2. ETERNO RETORNO E A TRANSVALORAÇÃO MORAL.

2.3. O PROBLEMA DO DETERMINISMO NO ETERNO RETORNO

2.3.3. O caráter existencial do instante, na doutrina do eterno retorno

No primeiro capítulo, mostramos que o ‘instante’ se apresenta como “peça” essencial na arquitetura do eterno retorno em seu âmbito cosmológico. Vimos que a eternidade circular da doutrina nietzschiana depende de cada instante no desenrolar do vir-a-ser. Melhor explicando, qualquer instante determinaria toda a eternidade, pois todos eles estão necessariamente interligados. No presente tópico, abordaremos a questão do instante por outro viés, a saber, o instante visto como “o lugar da inserção da ação humana” na concepção do eterno retorno.
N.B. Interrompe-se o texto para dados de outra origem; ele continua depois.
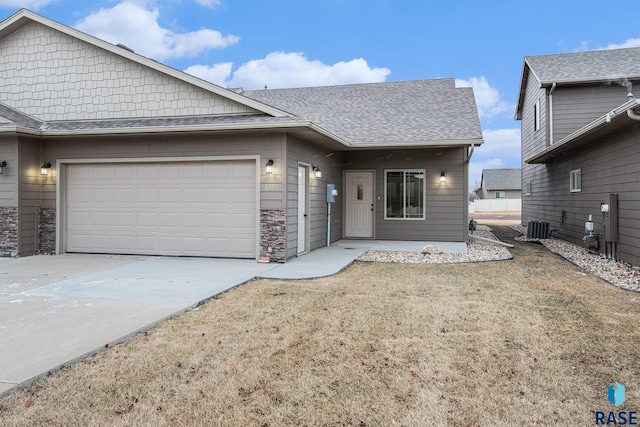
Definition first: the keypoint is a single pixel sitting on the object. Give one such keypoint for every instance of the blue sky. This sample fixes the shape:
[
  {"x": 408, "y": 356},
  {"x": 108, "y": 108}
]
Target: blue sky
[{"x": 291, "y": 43}]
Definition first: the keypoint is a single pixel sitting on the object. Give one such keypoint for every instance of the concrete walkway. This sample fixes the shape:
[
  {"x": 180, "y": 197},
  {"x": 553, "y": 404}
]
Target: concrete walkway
[{"x": 56, "y": 310}]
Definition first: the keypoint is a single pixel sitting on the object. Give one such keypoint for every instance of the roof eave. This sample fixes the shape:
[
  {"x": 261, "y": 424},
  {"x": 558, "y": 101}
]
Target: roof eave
[
  {"x": 20, "y": 18},
  {"x": 440, "y": 143},
  {"x": 282, "y": 125},
  {"x": 591, "y": 80},
  {"x": 19, "y": 130}
]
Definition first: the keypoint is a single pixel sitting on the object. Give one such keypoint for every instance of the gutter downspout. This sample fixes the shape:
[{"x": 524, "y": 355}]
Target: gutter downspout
[
  {"x": 470, "y": 153},
  {"x": 633, "y": 115},
  {"x": 553, "y": 88}
]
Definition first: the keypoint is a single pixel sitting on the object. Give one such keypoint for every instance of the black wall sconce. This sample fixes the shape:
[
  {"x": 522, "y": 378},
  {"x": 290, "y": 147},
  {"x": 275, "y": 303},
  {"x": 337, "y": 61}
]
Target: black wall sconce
[
  {"x": 44, "y": 169},
  {"x": 269, "y": 166}
]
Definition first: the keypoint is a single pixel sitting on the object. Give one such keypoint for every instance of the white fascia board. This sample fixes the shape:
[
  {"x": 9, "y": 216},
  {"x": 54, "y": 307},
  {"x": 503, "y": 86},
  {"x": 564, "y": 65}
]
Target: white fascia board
[
  {"x": 596, "y": 79},
  {"x": 20, "y": 130},
  {"x": 415, "y": 144},
  {"x": 198, "y": 128},
  {"x": 147, "y": 62}
]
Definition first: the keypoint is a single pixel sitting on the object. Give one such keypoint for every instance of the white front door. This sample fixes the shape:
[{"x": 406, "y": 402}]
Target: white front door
[
  {"x": 303, "y": 218},
  {"x": 359, "y": 204}
]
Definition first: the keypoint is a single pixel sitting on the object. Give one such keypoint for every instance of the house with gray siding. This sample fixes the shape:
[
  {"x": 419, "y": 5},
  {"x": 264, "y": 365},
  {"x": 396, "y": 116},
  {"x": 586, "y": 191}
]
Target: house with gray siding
[
  {"x": 580, "y": 125},
  {"x": 500, "y": 184},
  {"x": 108, "y": 151}
]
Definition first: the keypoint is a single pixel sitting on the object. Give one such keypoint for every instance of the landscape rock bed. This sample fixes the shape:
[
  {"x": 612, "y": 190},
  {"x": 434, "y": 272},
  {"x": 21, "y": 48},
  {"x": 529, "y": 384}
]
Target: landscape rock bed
[
  {"x": 618, "y": 273},
  {"x": 477, "y": 251}
]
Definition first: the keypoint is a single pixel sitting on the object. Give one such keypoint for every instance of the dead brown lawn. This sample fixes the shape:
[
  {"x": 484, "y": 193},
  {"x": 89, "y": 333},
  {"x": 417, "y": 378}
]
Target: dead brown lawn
[{"x": 530, "y": 341}]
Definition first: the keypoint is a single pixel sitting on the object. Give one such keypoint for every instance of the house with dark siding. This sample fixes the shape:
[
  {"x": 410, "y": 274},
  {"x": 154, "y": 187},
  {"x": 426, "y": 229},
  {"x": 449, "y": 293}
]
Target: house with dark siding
[
  {"x": 580, "y": 122},
  {"x": 107, "y": 151},
  {"x": 500, "y": 184}
]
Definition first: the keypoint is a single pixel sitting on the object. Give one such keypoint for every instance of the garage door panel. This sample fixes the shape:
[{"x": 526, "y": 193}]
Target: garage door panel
[
  {"x": 163, "y": 209},
  {"x": 194, "y": 195}
]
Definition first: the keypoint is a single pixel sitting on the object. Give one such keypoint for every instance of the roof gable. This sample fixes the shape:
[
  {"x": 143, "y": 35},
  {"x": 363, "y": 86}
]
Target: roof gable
[
  {"x": 599, "y": 66},
  {"x": 417, "y": 112},
  {"x": 71, "y": 76}
]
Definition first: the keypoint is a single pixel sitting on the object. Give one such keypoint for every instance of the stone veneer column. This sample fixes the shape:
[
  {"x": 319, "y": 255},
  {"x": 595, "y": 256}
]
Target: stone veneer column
[
  {"x": 273, "y": 234},
  {"x": 8, "y": 232},
  {"x": 47, "y": 231}
]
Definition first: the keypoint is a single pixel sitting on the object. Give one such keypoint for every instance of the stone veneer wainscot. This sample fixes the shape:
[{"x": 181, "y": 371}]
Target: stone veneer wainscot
[
  {"x": 8, "y": 232},
  {"x": 273, "y": 234}
]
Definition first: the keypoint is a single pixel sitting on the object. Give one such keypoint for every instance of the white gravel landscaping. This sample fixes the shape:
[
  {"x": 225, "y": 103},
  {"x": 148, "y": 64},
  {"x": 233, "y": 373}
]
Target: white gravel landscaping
[
  {"x": 618, "y": 273},
  {"x": 477, "y": 251}
]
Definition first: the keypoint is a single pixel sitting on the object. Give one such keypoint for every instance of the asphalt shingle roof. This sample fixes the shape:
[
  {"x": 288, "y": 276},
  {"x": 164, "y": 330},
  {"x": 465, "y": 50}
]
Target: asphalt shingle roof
[
  {"x": 502, "y": 179},
  {"x": 612, "y": 64},
  {"x": 383, "y": 113},
  {"x": 9, "y": 116}
]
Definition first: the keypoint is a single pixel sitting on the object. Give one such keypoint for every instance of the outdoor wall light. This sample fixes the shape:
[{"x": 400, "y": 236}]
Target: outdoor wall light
[
  {"x": 44, "y": 169},
  {"x": 269, "y": 166}
]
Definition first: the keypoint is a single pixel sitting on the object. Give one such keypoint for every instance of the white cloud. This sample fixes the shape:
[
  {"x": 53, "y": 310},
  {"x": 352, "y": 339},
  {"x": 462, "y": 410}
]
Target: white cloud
[
  {"x": 487, "y": 97},
  {"x": 208, "y": 3},
  {"x": 28, "y": 4},
  {"x": 627, "y": 43},
  {"x": 218, "y": 73},
  {"x": 504, "y": 142},
  {"x": 135, "y": 24},
  {"x": 293, "y": 69}
]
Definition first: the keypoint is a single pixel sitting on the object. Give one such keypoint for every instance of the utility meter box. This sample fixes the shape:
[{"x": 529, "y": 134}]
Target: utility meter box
[
  {"x": 610, "y": 217},
  {"x": 331, "y": 193}
]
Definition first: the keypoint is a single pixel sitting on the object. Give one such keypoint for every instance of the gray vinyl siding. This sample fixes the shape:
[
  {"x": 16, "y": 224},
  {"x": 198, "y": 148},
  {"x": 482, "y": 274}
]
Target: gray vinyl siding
[
  {"x": 532, "y": 143},
  {"x": 577, "y": 106},
  {"x": 607, "y": 166},
  {"x": 30, "y": 185},
  {"x": 9, "y": 180},
  {"x": 446, "y": 206},
  {"x": 299, "y": 151},
  {"x": 86, "y": 73},
  {"x": 175, "y": 147}
]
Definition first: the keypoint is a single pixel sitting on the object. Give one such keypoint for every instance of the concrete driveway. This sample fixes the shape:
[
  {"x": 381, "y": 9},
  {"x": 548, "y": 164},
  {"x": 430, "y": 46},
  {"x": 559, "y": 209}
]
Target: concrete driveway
[{"x": 55, "y": 310}]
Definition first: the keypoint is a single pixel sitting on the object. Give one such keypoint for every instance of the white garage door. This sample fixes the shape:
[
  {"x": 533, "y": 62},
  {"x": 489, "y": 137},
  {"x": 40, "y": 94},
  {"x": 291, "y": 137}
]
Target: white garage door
[{"x": 178, "y": 208}]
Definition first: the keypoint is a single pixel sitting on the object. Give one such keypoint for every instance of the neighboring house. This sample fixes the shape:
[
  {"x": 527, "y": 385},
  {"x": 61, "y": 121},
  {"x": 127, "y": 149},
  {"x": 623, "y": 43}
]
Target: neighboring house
[
  {"x": 145, "y": 159},
  {"x": 581, "y": 146},
  {"x": 500, "y": 184}
]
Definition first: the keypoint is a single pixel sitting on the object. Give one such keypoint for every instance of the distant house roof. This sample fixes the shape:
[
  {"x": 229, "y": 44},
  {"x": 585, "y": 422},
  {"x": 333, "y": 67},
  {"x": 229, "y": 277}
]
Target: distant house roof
[
  {"x": 612, "y": 65},
  {"x": 417, "y": 112},
  {"x": 501, "y": 179}
]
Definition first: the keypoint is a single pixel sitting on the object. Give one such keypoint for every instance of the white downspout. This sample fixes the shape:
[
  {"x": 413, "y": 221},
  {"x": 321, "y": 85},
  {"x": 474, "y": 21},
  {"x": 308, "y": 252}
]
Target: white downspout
[
  {"x": 553, "y": 88},
  {"x": 632, "y": 115},
  {"x": 470, "y": 153}
]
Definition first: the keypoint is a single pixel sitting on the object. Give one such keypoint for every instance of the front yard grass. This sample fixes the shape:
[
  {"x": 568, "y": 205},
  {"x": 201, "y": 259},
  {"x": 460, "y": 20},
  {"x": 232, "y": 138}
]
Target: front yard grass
[{"x": 529, "y": 341}]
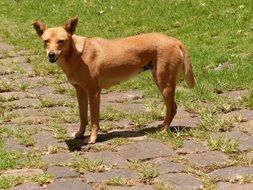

Voltando ao diálogo entre Zaratustra e o anão em Da visão do Enigma, podemos lembrar que se o primeiro dá um extremo destaque à questão do “instante”, o segundo não faz referência a esse assunto. Para o anão, o enigma quer apenas dizer: “tudo gira e o cosmo se transforma ciclicamente sem depender, em nada, da minha escolha”. Em sua resposta, como dissemos, ele não leva em consideração a importância do instante e, por não se ater nesta questão, deixa de perceber que é justamente através do instante que o homem se insere como força atuante no desenrolar do vir-a-ser circular.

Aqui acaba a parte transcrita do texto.